We know that the magnetic force provides the centripetal force required for the electron to move in a circle, which can be expressed as:
Fc = m * a
where Fc is the centripetal force, m is the mass of the electron (9.1 x 10^-31 kg), and a is the acceleration of the electron.
Since the centripetal force is provided by the magnetic force, we can equate these two forces:
qvB = m * a
Rearranging the equation to solve for the magnetic field B:
B = (m * a) / (q * v)
(a) To find the magnitude of the magnetic field, plug in the given values:
m = 9.1 x 10^-31 kg (mass of the electron)
q = 1.6 x 10^-19 C (charge of the electron)
v = 5.4 x 10^6 m/s (speed of the electron)
B = (9.1 x 10^-31 kg * a) / (1.6 x 10^-19 C * 5.4 x 10^6 m/s)
We can now solve for B. However, we need the value of the acceleration (a) to proceed.
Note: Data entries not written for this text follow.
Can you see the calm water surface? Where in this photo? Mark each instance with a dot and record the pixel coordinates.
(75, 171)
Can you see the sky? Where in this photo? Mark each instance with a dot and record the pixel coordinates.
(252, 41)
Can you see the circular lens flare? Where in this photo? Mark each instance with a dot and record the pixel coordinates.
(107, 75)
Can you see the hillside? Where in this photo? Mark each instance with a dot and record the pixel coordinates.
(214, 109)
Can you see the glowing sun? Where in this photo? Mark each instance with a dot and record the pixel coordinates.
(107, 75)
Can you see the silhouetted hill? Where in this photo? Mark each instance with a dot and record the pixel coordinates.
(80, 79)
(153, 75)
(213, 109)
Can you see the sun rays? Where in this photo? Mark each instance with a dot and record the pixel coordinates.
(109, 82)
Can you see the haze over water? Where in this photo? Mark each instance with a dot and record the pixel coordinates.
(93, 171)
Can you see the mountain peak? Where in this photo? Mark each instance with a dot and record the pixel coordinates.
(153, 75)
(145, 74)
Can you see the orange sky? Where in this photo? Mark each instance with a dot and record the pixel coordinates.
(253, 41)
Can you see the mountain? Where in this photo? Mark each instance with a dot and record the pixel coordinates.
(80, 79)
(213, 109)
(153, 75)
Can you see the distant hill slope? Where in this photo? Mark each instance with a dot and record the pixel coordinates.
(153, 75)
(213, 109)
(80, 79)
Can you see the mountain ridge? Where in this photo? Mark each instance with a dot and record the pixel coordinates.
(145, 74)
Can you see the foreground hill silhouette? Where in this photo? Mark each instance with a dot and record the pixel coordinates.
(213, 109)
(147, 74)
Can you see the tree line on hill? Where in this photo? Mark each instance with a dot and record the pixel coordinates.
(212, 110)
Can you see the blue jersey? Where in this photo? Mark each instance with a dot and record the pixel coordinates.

(b) To find the magnitude of the electron's acceleration, we can use the centripetal acceleration formula:
a = v^2 / r
where v is the speed of the electron and r is the radius of the circular path.
Again, plug in the given values:
v = 5.4 x 10^6 m/s (speed of the electron)
r = 1.0 x 10^-3 m (radius of the circular path)
a = (5.4 x 10^6 m/s)^2 / (1.0 x 10^-3 m)
Now that we have the acceleration value, we can substitute it back into the equation for B and solve for the magnitude of the magnetic field.